Common audit questions and where to point reviewers:

Question	Where
"What customer data does this tool see?"	"Whatever your agent processes; redacted by default for the patterns above; full pattern set in `docs/security/production-readiness.md`."
"Where is data stored, and for how long?"	"On your filesystem under paths you configure. Retention is governed by your repo's git-history policy. No external storage."
"How do we audit a behavior change after merge?"	"Every `shadow gate-pr` run writes a `report.json` with a content-addressed hash; the same hash lands in the PR comment and (optionally) in a signed certificate. `shadow trail <trace-id>` walks the audit chain."
"What happens on a key leak?"	"`shadow scan` detects, the Redactor blocks at write time.
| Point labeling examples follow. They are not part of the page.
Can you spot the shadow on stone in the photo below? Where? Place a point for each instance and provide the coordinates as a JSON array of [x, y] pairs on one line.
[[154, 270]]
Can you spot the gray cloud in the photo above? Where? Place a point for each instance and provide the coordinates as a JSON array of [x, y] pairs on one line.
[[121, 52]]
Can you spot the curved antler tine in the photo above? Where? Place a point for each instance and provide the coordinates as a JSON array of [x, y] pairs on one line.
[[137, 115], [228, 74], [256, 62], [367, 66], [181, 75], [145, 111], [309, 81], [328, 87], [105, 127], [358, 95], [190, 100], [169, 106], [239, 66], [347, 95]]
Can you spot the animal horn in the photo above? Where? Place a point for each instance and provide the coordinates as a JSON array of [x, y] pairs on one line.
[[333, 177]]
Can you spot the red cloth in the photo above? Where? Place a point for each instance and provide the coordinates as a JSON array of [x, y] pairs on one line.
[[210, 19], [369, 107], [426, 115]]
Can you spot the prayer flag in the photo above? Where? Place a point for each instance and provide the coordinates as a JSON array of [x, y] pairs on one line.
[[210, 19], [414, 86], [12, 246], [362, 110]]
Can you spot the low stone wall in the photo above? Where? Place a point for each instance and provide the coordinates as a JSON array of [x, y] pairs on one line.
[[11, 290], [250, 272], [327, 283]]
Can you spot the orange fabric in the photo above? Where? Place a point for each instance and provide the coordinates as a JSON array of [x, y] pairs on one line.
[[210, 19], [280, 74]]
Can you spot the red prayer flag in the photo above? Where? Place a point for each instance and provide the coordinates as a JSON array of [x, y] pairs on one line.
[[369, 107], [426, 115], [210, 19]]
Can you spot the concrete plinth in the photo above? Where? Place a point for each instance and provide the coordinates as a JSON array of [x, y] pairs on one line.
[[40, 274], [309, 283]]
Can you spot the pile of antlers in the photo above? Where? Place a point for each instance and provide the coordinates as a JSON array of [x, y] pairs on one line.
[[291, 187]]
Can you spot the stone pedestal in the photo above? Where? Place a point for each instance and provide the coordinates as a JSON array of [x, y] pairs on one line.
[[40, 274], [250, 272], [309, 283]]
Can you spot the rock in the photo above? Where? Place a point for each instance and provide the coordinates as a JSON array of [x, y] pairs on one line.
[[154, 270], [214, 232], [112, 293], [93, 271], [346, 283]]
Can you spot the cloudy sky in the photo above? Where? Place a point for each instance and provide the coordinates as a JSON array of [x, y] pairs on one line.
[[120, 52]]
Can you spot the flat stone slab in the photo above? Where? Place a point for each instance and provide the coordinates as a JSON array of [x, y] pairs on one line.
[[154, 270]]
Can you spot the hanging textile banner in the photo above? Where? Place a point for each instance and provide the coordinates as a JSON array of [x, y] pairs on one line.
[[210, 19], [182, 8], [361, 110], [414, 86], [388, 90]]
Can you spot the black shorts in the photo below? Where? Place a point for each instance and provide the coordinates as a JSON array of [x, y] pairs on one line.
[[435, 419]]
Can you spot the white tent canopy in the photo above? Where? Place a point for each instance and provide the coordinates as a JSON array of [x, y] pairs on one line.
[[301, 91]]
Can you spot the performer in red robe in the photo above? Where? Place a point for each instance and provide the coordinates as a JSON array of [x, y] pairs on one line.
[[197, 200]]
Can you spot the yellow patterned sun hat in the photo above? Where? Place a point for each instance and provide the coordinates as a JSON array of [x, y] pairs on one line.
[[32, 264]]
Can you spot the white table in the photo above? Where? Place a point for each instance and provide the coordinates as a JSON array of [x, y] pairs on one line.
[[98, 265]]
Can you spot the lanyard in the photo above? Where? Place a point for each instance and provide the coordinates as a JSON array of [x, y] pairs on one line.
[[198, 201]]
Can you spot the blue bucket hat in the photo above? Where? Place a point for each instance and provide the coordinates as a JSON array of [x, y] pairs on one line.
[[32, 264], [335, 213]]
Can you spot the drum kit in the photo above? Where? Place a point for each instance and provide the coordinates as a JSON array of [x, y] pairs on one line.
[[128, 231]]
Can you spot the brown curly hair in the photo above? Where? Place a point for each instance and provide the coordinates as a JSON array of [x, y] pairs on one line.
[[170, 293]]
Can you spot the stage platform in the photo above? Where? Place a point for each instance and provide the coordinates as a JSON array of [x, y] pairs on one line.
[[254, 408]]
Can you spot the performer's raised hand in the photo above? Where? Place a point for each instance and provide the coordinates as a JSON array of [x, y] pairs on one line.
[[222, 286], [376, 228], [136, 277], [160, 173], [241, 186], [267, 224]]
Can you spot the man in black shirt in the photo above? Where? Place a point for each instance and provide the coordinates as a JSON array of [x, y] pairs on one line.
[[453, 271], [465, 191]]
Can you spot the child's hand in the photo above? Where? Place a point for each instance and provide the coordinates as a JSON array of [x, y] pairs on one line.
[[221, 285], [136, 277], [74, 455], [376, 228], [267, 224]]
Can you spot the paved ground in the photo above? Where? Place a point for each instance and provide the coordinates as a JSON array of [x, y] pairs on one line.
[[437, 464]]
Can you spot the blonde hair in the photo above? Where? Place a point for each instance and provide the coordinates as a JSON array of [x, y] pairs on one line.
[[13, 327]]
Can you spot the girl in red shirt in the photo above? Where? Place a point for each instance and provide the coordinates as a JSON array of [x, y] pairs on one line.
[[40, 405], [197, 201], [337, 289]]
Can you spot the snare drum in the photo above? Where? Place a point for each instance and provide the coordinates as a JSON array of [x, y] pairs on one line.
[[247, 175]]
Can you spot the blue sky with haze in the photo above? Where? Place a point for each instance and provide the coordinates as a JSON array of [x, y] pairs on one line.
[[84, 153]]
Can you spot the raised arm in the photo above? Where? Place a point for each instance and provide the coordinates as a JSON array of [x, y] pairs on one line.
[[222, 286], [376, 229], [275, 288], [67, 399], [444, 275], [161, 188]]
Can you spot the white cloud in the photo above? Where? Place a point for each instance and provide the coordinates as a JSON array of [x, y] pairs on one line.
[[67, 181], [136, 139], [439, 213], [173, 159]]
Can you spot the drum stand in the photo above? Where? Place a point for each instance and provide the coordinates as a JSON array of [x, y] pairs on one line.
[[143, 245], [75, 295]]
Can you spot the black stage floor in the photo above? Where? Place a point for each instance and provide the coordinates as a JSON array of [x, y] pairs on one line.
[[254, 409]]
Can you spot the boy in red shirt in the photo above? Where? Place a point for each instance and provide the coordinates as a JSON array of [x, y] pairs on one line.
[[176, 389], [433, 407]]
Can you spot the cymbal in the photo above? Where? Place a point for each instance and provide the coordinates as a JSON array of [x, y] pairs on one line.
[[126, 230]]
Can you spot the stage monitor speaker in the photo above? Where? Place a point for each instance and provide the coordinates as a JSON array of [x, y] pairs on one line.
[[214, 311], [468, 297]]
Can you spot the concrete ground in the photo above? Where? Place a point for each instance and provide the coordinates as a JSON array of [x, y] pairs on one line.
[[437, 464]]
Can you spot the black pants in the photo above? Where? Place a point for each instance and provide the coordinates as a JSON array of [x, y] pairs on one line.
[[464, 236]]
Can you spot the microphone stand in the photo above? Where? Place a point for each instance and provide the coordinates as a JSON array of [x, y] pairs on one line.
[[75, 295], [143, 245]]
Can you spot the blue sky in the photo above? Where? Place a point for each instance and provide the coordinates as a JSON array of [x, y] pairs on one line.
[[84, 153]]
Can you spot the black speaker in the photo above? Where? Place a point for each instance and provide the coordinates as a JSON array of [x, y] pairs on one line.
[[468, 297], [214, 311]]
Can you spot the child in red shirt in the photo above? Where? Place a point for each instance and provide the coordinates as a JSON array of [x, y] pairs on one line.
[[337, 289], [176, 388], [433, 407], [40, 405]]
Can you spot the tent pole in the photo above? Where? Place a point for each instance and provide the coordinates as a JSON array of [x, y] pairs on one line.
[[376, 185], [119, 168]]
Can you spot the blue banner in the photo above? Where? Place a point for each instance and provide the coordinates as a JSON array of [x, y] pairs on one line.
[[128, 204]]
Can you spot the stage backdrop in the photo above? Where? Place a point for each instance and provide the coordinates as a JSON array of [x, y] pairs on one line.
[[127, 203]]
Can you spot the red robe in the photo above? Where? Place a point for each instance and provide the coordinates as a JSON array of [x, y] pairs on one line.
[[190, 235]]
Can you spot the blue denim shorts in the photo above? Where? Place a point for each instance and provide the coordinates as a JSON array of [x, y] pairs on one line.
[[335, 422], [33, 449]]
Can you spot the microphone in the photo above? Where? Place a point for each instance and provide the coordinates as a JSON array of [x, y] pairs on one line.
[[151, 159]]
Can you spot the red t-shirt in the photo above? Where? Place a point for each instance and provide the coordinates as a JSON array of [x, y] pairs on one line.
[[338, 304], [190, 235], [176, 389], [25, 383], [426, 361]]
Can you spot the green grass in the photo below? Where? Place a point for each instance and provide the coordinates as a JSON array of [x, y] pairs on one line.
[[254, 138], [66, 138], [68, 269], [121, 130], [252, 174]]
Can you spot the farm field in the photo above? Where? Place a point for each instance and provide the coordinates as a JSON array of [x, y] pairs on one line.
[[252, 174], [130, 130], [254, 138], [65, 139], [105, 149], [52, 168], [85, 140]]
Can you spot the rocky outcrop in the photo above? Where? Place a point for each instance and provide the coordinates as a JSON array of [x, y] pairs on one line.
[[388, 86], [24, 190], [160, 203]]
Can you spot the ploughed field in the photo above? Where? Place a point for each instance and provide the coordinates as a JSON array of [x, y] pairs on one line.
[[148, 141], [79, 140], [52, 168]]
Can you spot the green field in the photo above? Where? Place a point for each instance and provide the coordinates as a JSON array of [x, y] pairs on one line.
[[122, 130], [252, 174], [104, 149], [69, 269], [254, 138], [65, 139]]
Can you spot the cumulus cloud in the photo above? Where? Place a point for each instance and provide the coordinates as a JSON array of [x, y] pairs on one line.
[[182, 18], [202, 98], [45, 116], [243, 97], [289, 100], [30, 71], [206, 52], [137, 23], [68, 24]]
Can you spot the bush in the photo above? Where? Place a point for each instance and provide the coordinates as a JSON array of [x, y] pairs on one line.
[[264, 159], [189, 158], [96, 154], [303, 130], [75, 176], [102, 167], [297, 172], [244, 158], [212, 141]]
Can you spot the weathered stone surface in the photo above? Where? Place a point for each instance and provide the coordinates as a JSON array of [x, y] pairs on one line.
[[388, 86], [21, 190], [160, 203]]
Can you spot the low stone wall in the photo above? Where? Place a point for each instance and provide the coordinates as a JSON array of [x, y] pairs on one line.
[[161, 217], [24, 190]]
The fix is to add the missing pattern to the Redactor and re-record; `shadow scan` is the safety net."
"Can we run without internet?"	"Yes. `--backend recorded` (default) is fully offline; only `--backend live` and `--sign` touch the network."

Updating this document¶

When the on-disk artifact set changes, the threat model changes, or the network-touching commands change, update this page. The Redaction and Network endpoints tables are the key parts — keep them aligned with shadow.redact.patterns and the CLI's actual flags.